Remember that chia seeds swell up, and have LOTS of fiber in them. And I guess after a few days, they swell more and more. Smoothies don’t do that.

You can find a different recipe for Vanilla Chia Pudding at Martha Stewart’s website, but here’s the recipe from Giada’s book. You make stir it up the night before (no cooking!) and it’s ready in the morning–just top with fruit and slivered almonds and you’re ready to eat.


Chia Seed Pudding


1 cup vanilla-flavored unsweetened almond milk

1 cup low-fat (2%) Greek yogurt

2 tablespoons pure maple syrup (preferably grade B, plus 4 teaspoons for serving (Amy’s substitution: 2 Tbsp agave syrup and 1/4 tsp maple extract, mixed)

1 teaspoon pure vanilla extract

1/8 teaspoon kosher salt

1/4 cup chia seeds

1 pint strawberries, hulled and diced

1/4 cup sliced almonds, toasted (NOTE: in a single layer on a baking sheet, bake in a preheated 350F oven until lightly toasted, 6 to 8 minutes,and let cool completely before using)

In a medium bowl, gently whisk the almond milk, yogurt, the 2 tablespoons maple syrup, vanilla and salt until just blended. Whisk in the chia seeds.
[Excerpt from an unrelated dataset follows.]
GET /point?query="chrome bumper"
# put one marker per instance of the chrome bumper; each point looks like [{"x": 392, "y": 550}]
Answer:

Let stand for 30 minutes. Stir to distribute the seeds if they’ve settled. Cover and refrigerate overnight.

The next day, in a medium bowl, toss the berries with the remaining 4 teaspoons maple syrup. Mix in the almonds.

Spoon the pudding into 4 bowls or stemmed pudding glasses, mound the berry mixture on top, and serve.